In-N-Out: A Parameter-Level API Graph Dataset for Tool Agents
This addresses the challenge of compositional API usage for developers building LLM-based tool agents, representing a domain-specific advancement.
The paper tackles the problem of tool agents struggling with complex tasks requiring multiple API calls by introducing In-N-Out, an expert-annotated dataset of API graphs from real-world benchmarks. Using this dataset nearly doubles performance on tool retrieval and multi-tool query generation compared to LLMs using documentation alone, with models fine-tuned on it closing 90% of the gap.
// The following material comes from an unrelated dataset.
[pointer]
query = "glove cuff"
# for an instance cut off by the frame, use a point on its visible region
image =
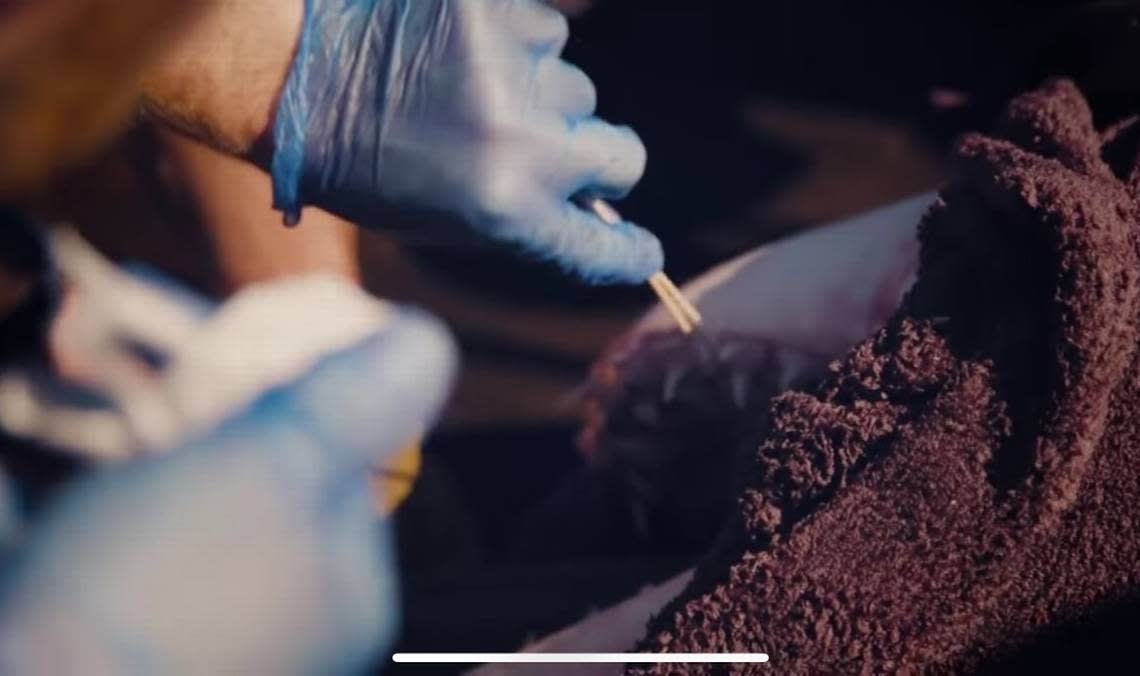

Tool agents -- LLM-based systems that interact with external APIs -- offer a way to execute real-world tasks. However, as tasks become increasingly complex, these agents struggle to identify and call the correct APIs in the proper order. To tackle this problem, we investigate converting API documentation into a structured API graph that captures API dependencies and leveraging it for multi-tool queries that require compositional API calls. To support this, we introduce In-N-Out, the first expert-annotated dataset of API graphs built from two real-world API benchmarks and their documentation. Using In-N-Out significantly improves performance on both tool retrieval and multi-tool query generation, nearly doubling that of LLMs using documentation alone. Moreover, graphs generated by models fine-tuned on In-N-Out close 90% of this gap, showing that our dataset helps models learn to comprehend API documentation and parameter relationships. Our findings highlight the promise of using explicit API graphs for tool agents and the utility of In-N-Out as a valuable resource. We will release the dataset and code publicly.